The Registrant has entered into indemnification agreements with each
director and certain executive officers of the Registrant. Generally, each
indemnification agreement provides, among other things, (i) for indemnification
to the fullest extent permitted by law against all expenses, judgments, fines,
penalties incurred in connection with, and amounts paid in settlement of, any
claim against the indemnified party, provided it is determined pursuant to the
agreement that the indemnitee is entitled to be indemnified under the applicable
standard of conduct under the MGBCL; (ii) for advancement of expenses to the
indemnitee in connection with the indemnitee's defense of any threatened or
pending claim, provided that if it is determined pursuant to the agreement that
the indemnitee would not be permitted to be indemnified under applicable law,
the Registrant shall be entitled to be reimbursed by the indemnitee for all such
amounts previously paid; (iii) for the creation of a trust for the benefit of
the indemnitee in the event of a potential change in control of the Registrant
which shall be funded from time to time at the request of the indemnitee in an
amount sufficient to satisfy the Registrant's indemnification obligations under
the agreement; and (iv) that no legal action be brought and no cause of action
be asserted by or on behalf of the Registrant against the indemnitee after the
expiration of the earlier of the applicable statute of limitations or two years
after the date of accrual of such cause of action. Similar indemnification
agreements may be entered into from time to time with additional officers of the
Registrant. In addition, the Registrant has purchased a directors and officers
liability insurance policy.
Item 7. Exemption from Registration Claimed.
Not applicable.
Item 8. Exhibits.
4.1 Restated Articles of Incorporation of Registrant (incorporated
herein by reference to Exhibit 3 of the Registration's Quarterly
Report on Form 10-Q for the period ended May 4, 1996).

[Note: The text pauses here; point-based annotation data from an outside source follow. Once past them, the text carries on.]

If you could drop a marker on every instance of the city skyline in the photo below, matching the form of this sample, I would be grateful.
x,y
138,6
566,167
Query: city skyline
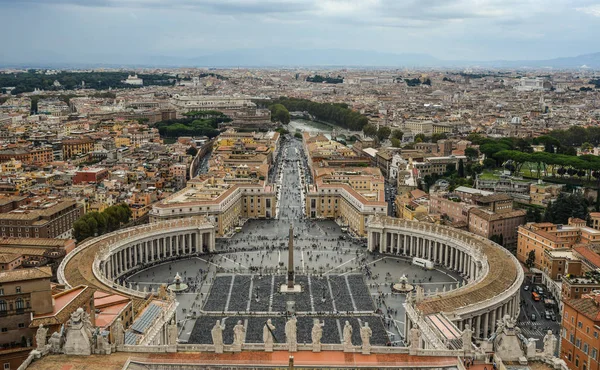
x,y
135,31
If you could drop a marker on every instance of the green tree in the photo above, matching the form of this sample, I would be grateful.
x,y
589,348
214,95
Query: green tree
x,y
279,113
192,150
436,137
565,207
370,130
383,133
471,153
461,168
586,146
397,134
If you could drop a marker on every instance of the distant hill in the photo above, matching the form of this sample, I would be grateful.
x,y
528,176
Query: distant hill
x,y
278,57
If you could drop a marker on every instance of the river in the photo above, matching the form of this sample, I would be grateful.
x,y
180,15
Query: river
x,y
306,125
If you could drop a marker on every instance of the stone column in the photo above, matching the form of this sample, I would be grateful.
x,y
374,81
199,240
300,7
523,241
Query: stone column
x,y
485,324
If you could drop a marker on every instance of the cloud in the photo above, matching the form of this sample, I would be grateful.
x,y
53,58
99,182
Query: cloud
x,y
593,10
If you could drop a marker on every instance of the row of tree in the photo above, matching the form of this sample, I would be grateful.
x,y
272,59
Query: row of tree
x,y
336,113
192,127
30,80
97,223
279,113
325,79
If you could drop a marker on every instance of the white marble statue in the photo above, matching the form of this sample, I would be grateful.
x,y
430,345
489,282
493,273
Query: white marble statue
x,y
365,336
347,337
54,342
466,335
217,336
40,337
415,338
239,336
317,334
78,341
268,335
549,344
291,334
118,334
172,333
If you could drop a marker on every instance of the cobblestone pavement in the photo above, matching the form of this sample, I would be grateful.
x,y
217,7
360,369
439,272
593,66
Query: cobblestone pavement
x,y
321,250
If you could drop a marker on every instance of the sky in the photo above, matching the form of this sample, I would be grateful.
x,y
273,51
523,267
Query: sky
x,y
121,31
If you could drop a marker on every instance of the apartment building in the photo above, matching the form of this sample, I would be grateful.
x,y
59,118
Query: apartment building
x,y
349,195
580,332
23,292
44,217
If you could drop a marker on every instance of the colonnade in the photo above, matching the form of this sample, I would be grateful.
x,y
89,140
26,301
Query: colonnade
x,y
414,245
157,247
459,251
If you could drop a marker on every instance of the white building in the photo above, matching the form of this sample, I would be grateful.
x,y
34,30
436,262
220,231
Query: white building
x,y
134,80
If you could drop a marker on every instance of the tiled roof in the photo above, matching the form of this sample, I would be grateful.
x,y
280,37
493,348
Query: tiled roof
x,y
25,274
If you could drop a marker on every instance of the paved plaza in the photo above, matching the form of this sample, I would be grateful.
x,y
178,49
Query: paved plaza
x,y
341,280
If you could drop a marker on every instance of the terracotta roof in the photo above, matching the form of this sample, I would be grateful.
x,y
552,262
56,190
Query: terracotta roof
x,y
243,360
588,254
65,303
9,257
26,274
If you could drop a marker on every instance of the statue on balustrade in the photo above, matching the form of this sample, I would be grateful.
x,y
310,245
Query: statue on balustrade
x,y
415,338
40,337
78,340
365,335
549,344
268,337
239,336
467,336
317,334
217,336
291,334
118,334
348,337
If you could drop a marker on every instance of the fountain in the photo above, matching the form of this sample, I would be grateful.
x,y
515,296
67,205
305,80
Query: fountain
x,y
402,286
178,285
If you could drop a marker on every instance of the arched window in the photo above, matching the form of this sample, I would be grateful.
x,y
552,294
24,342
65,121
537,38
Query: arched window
x,y
19,305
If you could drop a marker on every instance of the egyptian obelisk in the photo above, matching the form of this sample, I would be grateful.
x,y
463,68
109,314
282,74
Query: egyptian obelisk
x,y
291,259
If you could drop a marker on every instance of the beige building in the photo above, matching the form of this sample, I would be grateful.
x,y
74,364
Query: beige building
x,y
348,195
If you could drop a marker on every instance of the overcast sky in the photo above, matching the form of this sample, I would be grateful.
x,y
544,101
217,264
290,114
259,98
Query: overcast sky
x,y
121,30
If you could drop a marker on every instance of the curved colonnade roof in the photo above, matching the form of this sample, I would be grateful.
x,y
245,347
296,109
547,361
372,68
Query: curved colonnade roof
x,y
503,270
78,269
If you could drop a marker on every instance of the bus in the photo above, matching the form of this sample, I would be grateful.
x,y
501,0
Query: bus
x,y
426,264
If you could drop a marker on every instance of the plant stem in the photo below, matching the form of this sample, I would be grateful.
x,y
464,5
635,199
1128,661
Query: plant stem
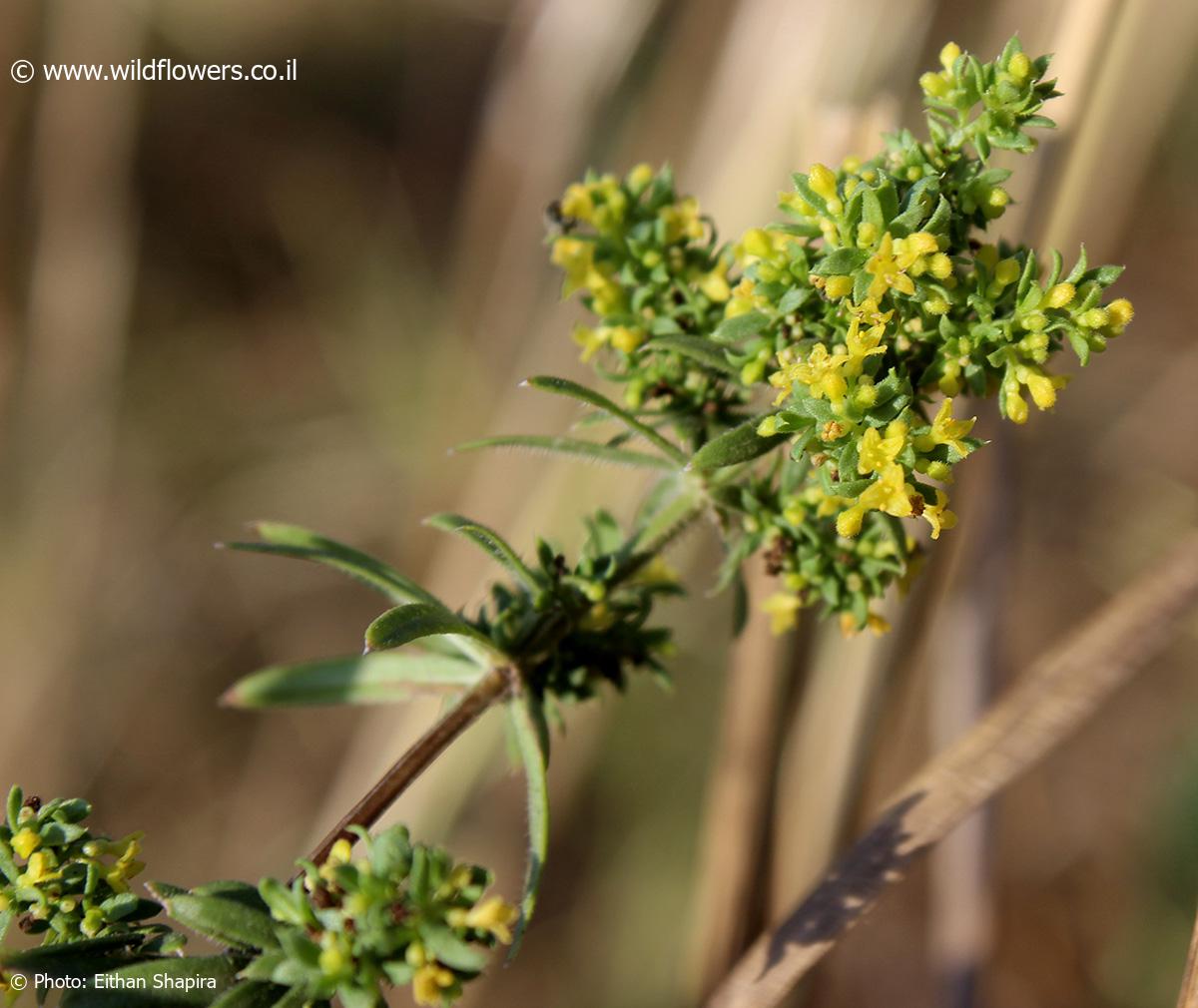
x,y
494,686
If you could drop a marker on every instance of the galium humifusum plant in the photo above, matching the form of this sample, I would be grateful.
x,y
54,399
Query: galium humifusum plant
x,y
801,387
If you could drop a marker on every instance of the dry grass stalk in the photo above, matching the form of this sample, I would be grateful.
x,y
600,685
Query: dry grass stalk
x,y
1189,996
1055,696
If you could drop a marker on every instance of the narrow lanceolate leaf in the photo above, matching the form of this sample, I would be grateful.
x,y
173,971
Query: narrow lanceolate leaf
x,y
526,719
251,994
405,624
581,393
137,987
669,518
225,918
705,351
383,678
490,541
287,540
741,444
574,448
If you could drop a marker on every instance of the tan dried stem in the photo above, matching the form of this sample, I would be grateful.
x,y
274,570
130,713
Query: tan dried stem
x,y
1189,996
1055,696
489,690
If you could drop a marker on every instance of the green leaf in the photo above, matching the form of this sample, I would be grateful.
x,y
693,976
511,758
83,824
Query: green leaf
x,y
251,994
166,984
383,678
740,444
534,757
572,447
707,352
740,327
581,393
70,959
287,540
840,262
405,624
227,919
450,949
490,541
670,515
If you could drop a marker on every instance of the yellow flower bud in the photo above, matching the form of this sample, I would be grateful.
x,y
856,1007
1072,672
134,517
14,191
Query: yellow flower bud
x,y
622,337
940,265
1060,295
933,84
921,244
1120,312
949,55
824,181
25,843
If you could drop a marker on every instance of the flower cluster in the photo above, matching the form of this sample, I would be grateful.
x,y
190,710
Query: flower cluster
x,y
868,313
648,264
404,913
64,882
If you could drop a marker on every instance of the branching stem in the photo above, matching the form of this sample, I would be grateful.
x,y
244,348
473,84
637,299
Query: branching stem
x,y
492,688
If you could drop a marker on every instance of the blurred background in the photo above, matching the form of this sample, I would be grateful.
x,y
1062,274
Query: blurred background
x,y
228,300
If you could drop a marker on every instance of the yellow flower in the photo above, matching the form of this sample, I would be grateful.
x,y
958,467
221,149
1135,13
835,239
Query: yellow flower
x,y
429,982
40,869
25,843
938,515
1120,312
576,203
496,916
888,493
824,181
783,610
874,623
127,867
876,453
862,345
887,270
1060,295
822,372
946,431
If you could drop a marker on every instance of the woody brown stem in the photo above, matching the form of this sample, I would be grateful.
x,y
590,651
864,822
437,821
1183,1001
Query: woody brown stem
x,y
494,686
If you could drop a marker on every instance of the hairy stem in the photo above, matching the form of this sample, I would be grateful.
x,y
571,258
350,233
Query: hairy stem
x,y
492,688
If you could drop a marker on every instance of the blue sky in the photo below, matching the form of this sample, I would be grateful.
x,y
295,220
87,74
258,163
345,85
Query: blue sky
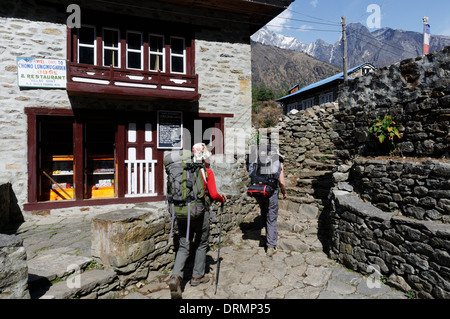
x,y
306,19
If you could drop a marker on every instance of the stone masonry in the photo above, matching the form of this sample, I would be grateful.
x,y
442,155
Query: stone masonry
x,y
411,255
415,92
14,269
389,214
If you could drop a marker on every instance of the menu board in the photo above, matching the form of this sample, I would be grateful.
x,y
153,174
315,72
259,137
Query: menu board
x,y
41,73
170,129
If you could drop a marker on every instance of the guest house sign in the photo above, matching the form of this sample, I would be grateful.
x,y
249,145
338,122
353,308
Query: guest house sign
x,y
41,73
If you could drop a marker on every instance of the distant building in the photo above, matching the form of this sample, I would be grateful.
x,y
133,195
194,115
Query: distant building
x,y
320,92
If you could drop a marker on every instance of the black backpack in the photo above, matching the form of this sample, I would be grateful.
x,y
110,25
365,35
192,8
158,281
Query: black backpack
x,y
186,194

4.2 Amended and Restated By-Laws of Registrant (incorporated herein
by reference to Exhibit 3.2 of the Registrant's Annual Report on
Form 10-K for Fiscal Year ended February 1, 1997).
4.3 Rights Agreement, dated as of April 2, 1996, between Registrant
and The Bank of New York, as Rights Agent, which includes as
Exhibit A thereto, the Form of Rights Certificate (incorporated
herein by reference to Exhibit 4.1 of the Registrant's
Registration Statement on Form 10 dated February 23, 1996, as
amended through April 15, 1996)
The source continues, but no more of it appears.